Many of the designs for lightweight sheer fabrics are very soft and flowy and will not require interfacing. For the sample blouse no interfacing was used. The cuff and button band were simply underlined with silk charmeuse, which gave enough support to make the buttonholes without interfering with the softness of the design. If you require more support in certain areas of your garment, try using an extra layer of the sheer fabric, a layer of silk organza, or a featherweight fusible interfacing. Test these options on a sample first, to determine if the interfacing will show or change the opaqueness of the fabric too much.
Often sheer garments are meant to drape loosely over the body without a lining. In this case a separate undergarment in the form of a slip or camisole can be worn under the garment. If the garment requires a lining, choose a fabric that has the same softness and drape as the outer fabric.

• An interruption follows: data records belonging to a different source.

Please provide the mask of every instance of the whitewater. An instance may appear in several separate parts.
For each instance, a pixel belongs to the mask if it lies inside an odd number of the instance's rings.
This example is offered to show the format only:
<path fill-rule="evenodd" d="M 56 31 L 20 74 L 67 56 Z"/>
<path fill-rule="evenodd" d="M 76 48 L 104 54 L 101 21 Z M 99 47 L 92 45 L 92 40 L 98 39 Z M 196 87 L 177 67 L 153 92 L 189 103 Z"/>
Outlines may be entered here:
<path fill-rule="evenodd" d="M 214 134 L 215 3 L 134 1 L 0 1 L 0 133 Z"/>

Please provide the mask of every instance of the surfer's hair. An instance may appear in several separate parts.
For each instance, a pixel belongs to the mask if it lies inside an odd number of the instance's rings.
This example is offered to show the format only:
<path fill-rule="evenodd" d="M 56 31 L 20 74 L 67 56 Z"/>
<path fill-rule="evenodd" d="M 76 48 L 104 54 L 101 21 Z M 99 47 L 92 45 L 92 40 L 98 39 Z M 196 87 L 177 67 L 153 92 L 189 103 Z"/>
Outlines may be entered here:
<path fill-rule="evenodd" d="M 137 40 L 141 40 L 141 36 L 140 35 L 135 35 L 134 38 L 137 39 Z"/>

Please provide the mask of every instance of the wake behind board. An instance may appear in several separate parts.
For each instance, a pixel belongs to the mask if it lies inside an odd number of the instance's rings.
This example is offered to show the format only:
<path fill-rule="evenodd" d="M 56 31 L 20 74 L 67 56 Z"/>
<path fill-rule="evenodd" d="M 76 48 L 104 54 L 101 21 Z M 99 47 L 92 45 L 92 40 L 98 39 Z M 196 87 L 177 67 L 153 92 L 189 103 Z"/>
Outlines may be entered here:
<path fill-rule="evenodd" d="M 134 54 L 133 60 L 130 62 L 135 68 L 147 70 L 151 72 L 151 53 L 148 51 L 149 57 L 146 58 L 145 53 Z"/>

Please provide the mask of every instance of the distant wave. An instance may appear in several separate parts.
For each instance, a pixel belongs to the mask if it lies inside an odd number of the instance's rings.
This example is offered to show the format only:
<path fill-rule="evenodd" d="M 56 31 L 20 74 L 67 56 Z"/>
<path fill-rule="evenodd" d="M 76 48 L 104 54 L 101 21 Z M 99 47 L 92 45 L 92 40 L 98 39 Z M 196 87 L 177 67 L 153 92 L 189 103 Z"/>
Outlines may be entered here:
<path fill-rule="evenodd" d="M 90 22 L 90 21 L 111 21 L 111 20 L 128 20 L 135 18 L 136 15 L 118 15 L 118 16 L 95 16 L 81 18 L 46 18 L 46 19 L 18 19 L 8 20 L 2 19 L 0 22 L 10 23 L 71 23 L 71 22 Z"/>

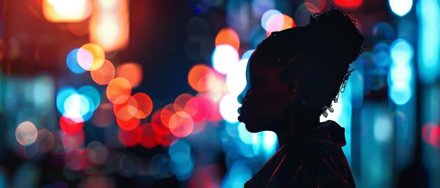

If the tucks or pleats lay flat, as in my sample blouse, work these details into the sheer fabric only. Before cutting your lining, pin the tucks closed. Once these details are completed, pin the sheer fabric to the lining and tack the edges together, by hand, using a running stitch and fine 100 weight silk thread. The outer fabric and lining can now be treated as one when sewing darts and seams.
But if the tucks or pleats on your pattern open into the garment, as in a skirt that is pleated only at the waist or a blouse that is pleated only in the upper portion, then cut the lining with the same pattern piece as the fashion fabric, baste the edges together and then treat them as one.